J’ai dans ma cuisine des services de tous les âges. Mil neuf cent quarante pour les plus anciens, puis à peu près autant d’exemples que de décennies. A l’instant, comme je mange un pot-au-feu, je constate que la cuillère prise dans le tiroir ne convient pas. Trop plate. Il me faut remonter jusque dans les années 1970, pour en trouver une qui soit creuse. Preuve que la soupe populaire ne l’est plus.
Sens
A la fin de la journée, maintenant — il est bientôt deux heures du matin- je sors dans la rue. C’est simple, il me suffit d’ouvrir la porte de la maison, de faire un pas en avant, me voilà dans la rue. Je regarde à droite, à gauche. Je vois: la rue. Comme elle est. Cabossée, pierreuse, vide, pavée.
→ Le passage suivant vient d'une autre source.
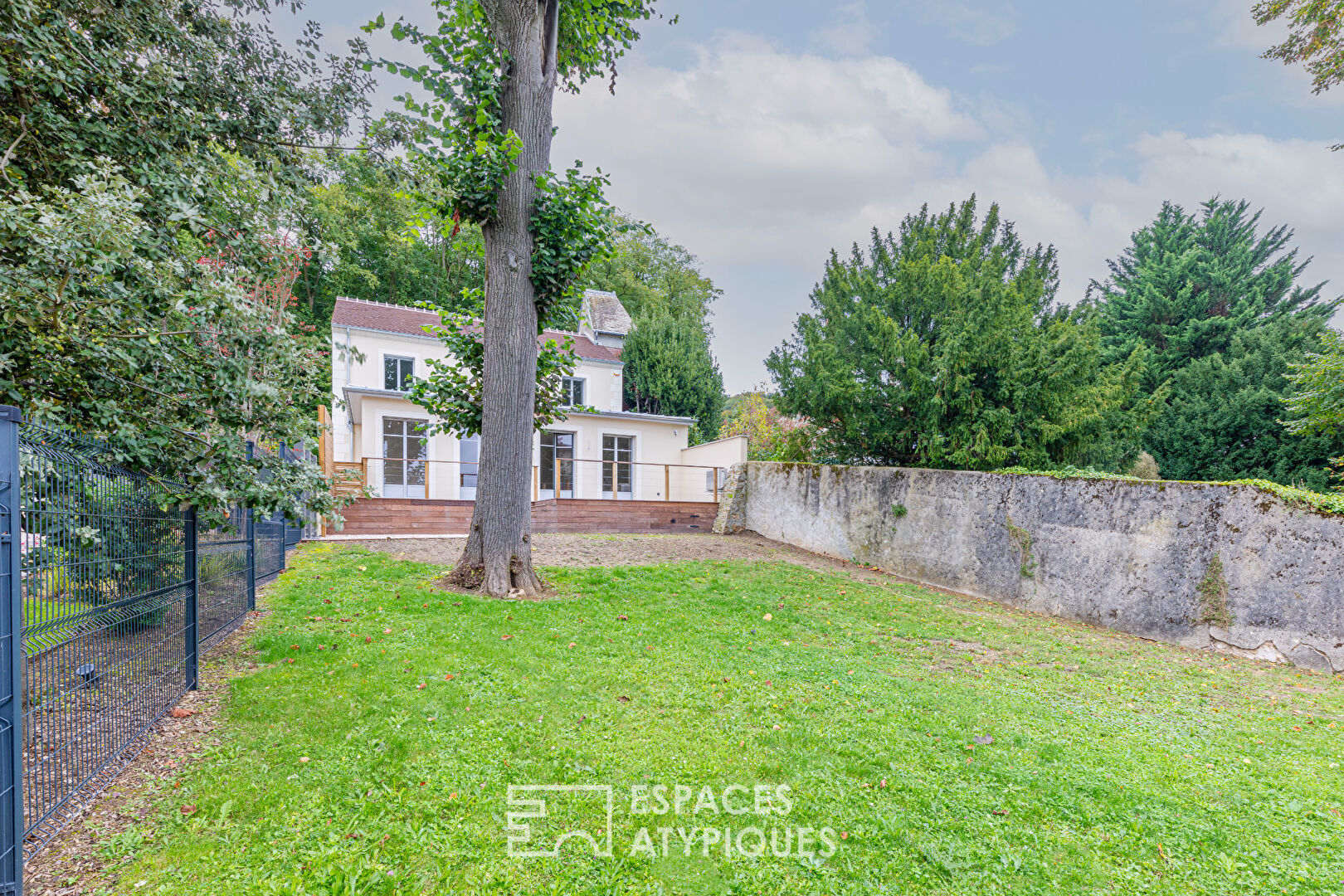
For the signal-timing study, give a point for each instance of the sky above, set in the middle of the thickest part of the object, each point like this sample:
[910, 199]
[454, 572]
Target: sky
[760, 136]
Alors, parce que j’y suis seul et qu’il n’existe que deux voisins, je me dis. “c’est ma rue”. Sorte de prolongation de mon foyer. Pourtant, je suis à plus de mille kilomètres de terre de mon lieu de naissance. Sans rapport autre avec ce village et cette rue qu’un choix neuf d’habitation. Or, me semble-t-il, ce n’est pas ce qui fait foi. Mais bien la récupération d’un lieu de vie sensé.
Suffisance
Est-ce que je me suffis à moi même? Alors je peux conquérir le monde. Pourquoi ne le fais-je pas? Parce que je me suffis à moi-même. Seule correspondance humaine générative, la générosité. Venue du corps, de ses émotions, et rare, à la limite statistique de l’avarice. Générosité de nature. En dehors de ces moments d’exception où la personne déroge aux lois du corps, la suffisance est assise du monde.
Ficelles
Moi qui n’ai aucune sympathie pour les mœurs médiévales de ces populations qui ont historiquement toujours été contraires, je doute chaque jour plus que les mahométans se soient, pratiquement, dans la fin du vingtième siècle, constitués en pourfendeurs de nos sociétés d’Occident. Le degré de technicité atteint par nos systèmes désigne plutôt comme ennemi de l’homme blanc, et grand marionnettiste, l’homme blanc.
Couple
Vivre avec une femme qu’on ne voit jamais. Expérience étrange. Parfois, quand cela devient insupportable, je me demande: d’autres ont-ils connu cela? Et je ne parle pas de la montée du désir. De la venue de l’amour. De l’établissement fébrile de la communauté. Moins encore du banal engourdissement qui, à l’usage du couple, freine les chairs. Rien qu’un éloignement doublement insouhaité et cependant si réel que nous nous rassurons quotidiennement, par correspondance électronique, sur sa prochaine fin.